I'm working on the API in my copious free time. In the first iteration, I wrote a bunch of classes with static factory methods, like Diamond.fromPointSideAngle(), but the factory names were getting quite unwieldy. I thought about API techniques that could make this easier to handle, and I've decided that for my second iteration, I'm going to use a fluid API - I'll implement a bunch of setter methods (e.g., setCenter), and each setter will return the object itself, which will make it easy for the developer to chain setters together: Circle c = new Circle().setCenter(x, y).setRadius(r);.

The downside of the fluent API is that the developer can create an object that is not well-formed. For example, one can create a circle with a center but no radius, and there is no compile-time way to catch that. On the other hand, the fluid API will allow developers to use combinations of points, edges, and angles that would be too difficult to plan for in factory methods (for example, creating a triangle with a collection of vertices, or various combinations of sides and angles, a center point with distances to the vertices, and so on).
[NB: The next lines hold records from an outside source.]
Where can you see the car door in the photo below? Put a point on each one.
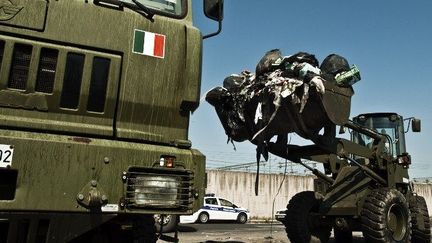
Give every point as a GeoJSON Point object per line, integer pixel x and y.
{"type": "Point", "coordinates": [211, 206]}
{"type": "Point", "coordinates": [228, 210]}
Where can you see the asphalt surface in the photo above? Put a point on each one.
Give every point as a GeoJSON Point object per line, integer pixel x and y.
{"type": "Point", "coordinates": [237, 233]}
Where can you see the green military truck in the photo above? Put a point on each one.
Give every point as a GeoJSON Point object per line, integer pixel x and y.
{"type": "Point", "coordinates": [95, 101]}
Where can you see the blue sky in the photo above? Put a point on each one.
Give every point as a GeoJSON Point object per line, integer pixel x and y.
{"type": "Point", "coordinates": [389, 41]}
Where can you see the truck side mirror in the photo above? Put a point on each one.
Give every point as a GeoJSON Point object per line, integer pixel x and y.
{"type": "Point", "coordinates": [213, 9]}
{"type": "Point", "coordinates": [416, 125]}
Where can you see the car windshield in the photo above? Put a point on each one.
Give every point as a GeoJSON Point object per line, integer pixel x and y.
{"type": "Point", "coordinates": [170, 7]}
{"type": "Point", "coordinates": [211, 201]}
{"type": "Point", "coordinates": [225, 203]}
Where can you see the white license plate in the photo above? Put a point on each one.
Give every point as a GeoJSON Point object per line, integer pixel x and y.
{"type": "Point", "coordinates": [6, 154]}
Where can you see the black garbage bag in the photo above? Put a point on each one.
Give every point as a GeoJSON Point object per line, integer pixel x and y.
{"type": "Point", "coordinates": [232, 113]}
{"type": "Point", "coordinates": [332, 65]}
{"type": "Point", "coordinates": [265, 65]}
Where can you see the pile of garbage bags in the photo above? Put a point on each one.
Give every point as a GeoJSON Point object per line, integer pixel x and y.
{"type": "Point", "coordinates": [285, 94]}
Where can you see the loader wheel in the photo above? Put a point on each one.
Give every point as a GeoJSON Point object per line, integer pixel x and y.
{"type": "Point", "coordinates": [343, 236]}
{"type": "Point", "coordinates": [420, 221]}
{"type": "Point", "coordinates": [385, 217]}
{"type": "Point", "coordinates": [300, 224]}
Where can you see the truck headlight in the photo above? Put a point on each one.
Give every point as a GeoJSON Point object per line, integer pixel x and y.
{"type": "Point", "coordinates": [155, 191]}
{"type": "Point", "coordinates": [158, 188]}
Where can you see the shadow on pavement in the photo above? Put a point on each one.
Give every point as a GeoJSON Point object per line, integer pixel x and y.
{"type": "Point", "coordinates": [356, 239]}
{"type": "Point", "coordinates": [186, 228]}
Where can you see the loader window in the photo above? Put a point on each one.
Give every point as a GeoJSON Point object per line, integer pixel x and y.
{"type": "Point", "coordinates": [393, 130]}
One of my goals is to produce an API with which developers can create complicated shapes, tesselations, and pictures, with a minimal exposure to math and trigonometry. For example, suppose I wanted to draw a pentagon, with equilateral triangles off each side. In today's graphic APIs, this would require a fair amount of math. In my API, it would be as simple as:

List<Shape> allShapes = new List<Shape>();
Polygon pentagon = new Polygon().setSides(5).setCenter(x, y).setCenterToVertex(10);
// Could also have setCenterToSide()
allShapes.add(pentagon);
Line[] lines = pentagon.getSides();
for (Line line : lines) {
    Triangle triangle = new Triangle().setEquilateral().setBase(line);
    allShapes.add(triangle);
}
Geometry.drawShapes(Graphics g, allShapes);
            

The examples below use the first iteration of the API, which I didn't complete before I had my ideas for the fluid API.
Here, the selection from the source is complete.